[Math] Diagonal approximation of the inverse Hessian matrix

approximationhessian-matrixinverse

While reading chapter 5 of Data Networks [1] by Bertsekas and Gallager, I came across the following statement (p. 467):

A simple choice that often works well is to take $B^k$ as a diagonal approximation to the inverse Hessian, that is
$$B^k=\begin{pmatrix}\left(\frac{\partial^2f(x^k)}{\partial x_1^2}\right)^{-1} & 0 & \cdots & 0 \\ 0 & \left(\frac{\partial^2f(x^k)}{\partial x_2^2}\right)^{-1} & \cdots & 0\\ \vdots & \vdots & \ddots & \vdots \\ 0 & 0 & \cdots & \left(\frac{\partial^2f(x^k)}{\partial x_n^2}\right)^{-1}\end{pmatrix}.$$

How can such a matrix be a good approximation of the Hessian matrix of $f$ at point $x^k$, assuming that for all $x$, $\nabla^2f(x)$ is a positive semidefinite matrix that depends continuously on $x$ ?

Best Answer

The statement should probably be viewed in the context of the book.

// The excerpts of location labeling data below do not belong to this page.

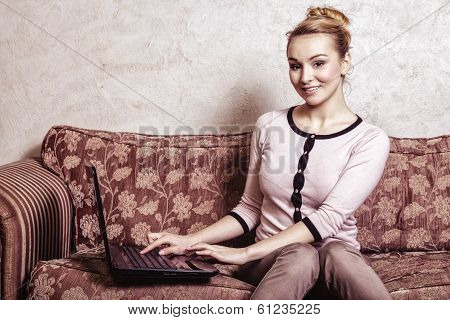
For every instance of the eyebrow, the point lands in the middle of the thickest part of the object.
(321, 54)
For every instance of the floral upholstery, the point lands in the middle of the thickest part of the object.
(181, 184)
(85, 276)
(410, 208)
(408, 275)
(177, 184)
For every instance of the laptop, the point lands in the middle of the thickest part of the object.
(126, 261)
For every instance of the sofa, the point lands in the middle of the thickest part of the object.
(51, 246)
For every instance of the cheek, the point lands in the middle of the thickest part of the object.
(328, 74)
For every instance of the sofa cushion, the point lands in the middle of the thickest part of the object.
(408, 275)
(409, 210)
(181, 184)
(85, 276)
(414, 275)
(177, 184)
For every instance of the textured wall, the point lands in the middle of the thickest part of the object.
(133, 65)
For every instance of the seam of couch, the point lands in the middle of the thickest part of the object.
(423, 287)
(49, 262)
(68, 128)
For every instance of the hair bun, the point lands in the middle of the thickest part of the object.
(328, 12)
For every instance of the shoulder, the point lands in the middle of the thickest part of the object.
(271, 118)
(373, 138)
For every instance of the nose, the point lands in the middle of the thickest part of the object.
(306, 76)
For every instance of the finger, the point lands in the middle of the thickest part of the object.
(153, 236)
(200, 245)
(169, 250)
(153, 245)
(204, 252)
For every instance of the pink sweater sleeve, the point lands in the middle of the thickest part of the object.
(359, 178)
(248, 210)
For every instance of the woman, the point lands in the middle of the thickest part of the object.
(311, 166)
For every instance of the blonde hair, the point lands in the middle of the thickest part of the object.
(326, 20)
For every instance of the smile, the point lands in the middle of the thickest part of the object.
(311, 90)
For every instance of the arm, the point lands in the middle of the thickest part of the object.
(224, 229)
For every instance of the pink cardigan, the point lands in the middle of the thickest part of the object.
(318, 179)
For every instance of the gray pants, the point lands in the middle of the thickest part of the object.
(300, 271)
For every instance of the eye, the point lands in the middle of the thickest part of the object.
(321, 63)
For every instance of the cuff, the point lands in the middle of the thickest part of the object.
(240, 220)
(312, 229)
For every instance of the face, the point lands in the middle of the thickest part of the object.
(314, 62)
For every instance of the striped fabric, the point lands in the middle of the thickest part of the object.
(34, 222)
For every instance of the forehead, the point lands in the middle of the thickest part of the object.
(305, 46)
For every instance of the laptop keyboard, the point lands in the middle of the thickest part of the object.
(151, 259)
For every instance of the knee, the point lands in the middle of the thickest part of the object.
(300, 256)
(337, 253)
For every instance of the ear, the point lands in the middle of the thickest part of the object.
(345, 64)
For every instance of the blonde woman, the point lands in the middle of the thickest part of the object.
(311, 167)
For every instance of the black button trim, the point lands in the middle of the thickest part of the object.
(319, 136)
(240, 220)
(299, 178)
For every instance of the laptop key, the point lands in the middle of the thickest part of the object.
(146, 259)
(161, 261)
(130, 257)
(137, 257)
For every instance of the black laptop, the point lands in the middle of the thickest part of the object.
(126, 261)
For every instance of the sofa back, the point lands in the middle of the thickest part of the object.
(177, 184)
(182, 184)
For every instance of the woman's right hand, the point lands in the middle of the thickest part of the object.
(177, 243)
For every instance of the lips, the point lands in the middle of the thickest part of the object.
(310, 90)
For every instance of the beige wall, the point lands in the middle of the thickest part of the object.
(134, 65)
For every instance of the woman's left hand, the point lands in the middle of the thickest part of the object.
(220, 253)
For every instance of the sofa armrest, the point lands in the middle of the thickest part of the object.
(35, 222)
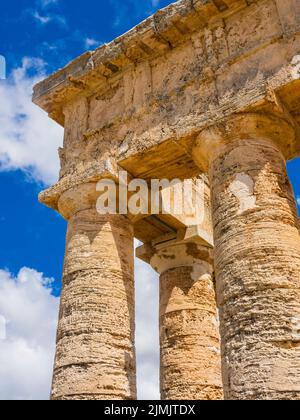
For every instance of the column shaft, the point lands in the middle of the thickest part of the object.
(257, 261)
(95, 358)
(189, 330)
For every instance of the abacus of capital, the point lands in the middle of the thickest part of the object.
(209, 89)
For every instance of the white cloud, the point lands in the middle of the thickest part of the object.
(28, 138)
(29, 141)
(42, 19)
(27, 347)
(147, 331)
(28, 320)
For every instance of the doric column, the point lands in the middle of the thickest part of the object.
(257, 255)
(95, 357)
(189, 330)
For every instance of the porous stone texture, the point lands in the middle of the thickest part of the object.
(202, 86)
(189, 329)
(95, 357)
(257, 258)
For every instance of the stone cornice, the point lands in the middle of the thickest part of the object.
(153, 37)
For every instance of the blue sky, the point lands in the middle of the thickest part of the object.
(36, 38)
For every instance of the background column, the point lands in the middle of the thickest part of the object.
(257, 256)
(95, 357)
(189, 336)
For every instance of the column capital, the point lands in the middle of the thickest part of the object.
(174, 254)
(78, 198)
(243, 127)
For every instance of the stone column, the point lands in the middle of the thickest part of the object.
(189, 330)
(95, 357)
(257, 255)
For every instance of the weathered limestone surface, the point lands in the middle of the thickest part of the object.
(202, 86)
(189, 329)
(257, 256)
(143, 98)
(95, 356)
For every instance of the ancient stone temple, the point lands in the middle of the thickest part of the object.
(204, 89)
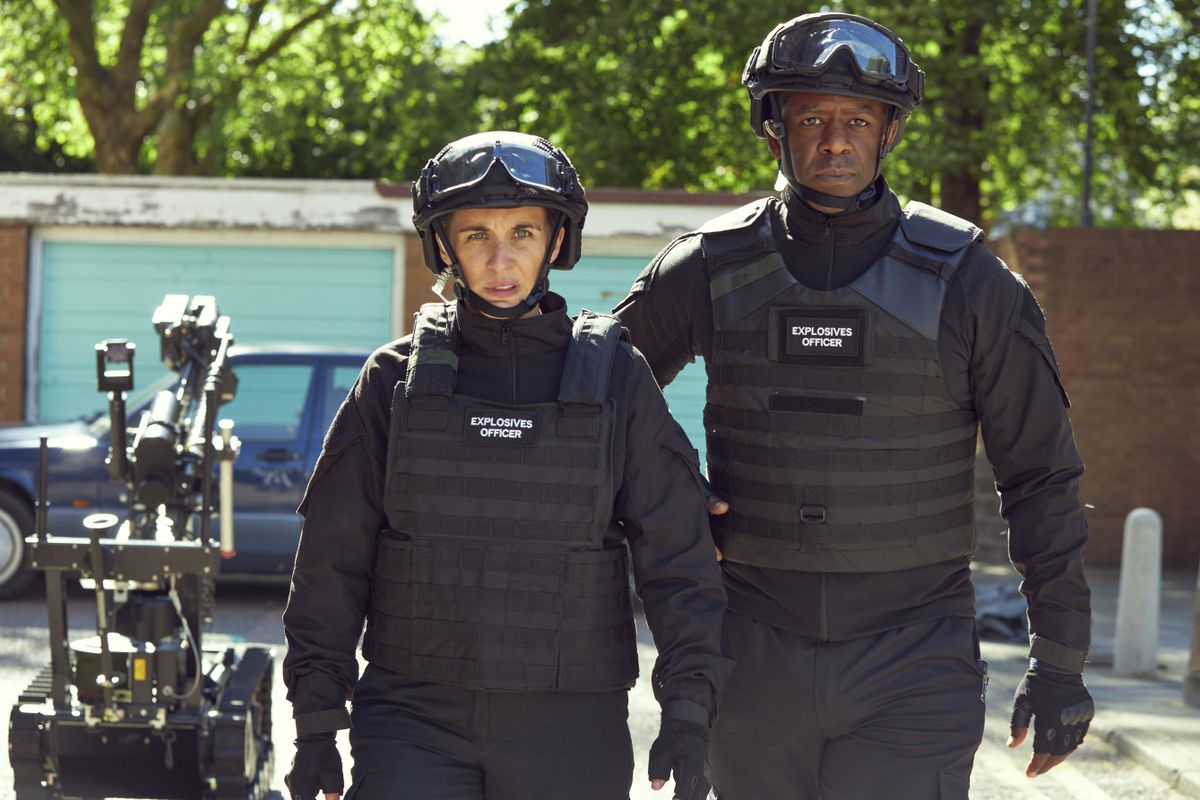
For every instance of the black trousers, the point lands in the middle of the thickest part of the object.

When e.g. the matrix is diagonally dominated you may use the diagonal inverse to calculate the inverse using a von Neumann series. So it is 'sort' of an approximation. Better if the diagonal elements dominate with some large factor the other elements. But in general, you are right that the formula need not make sense.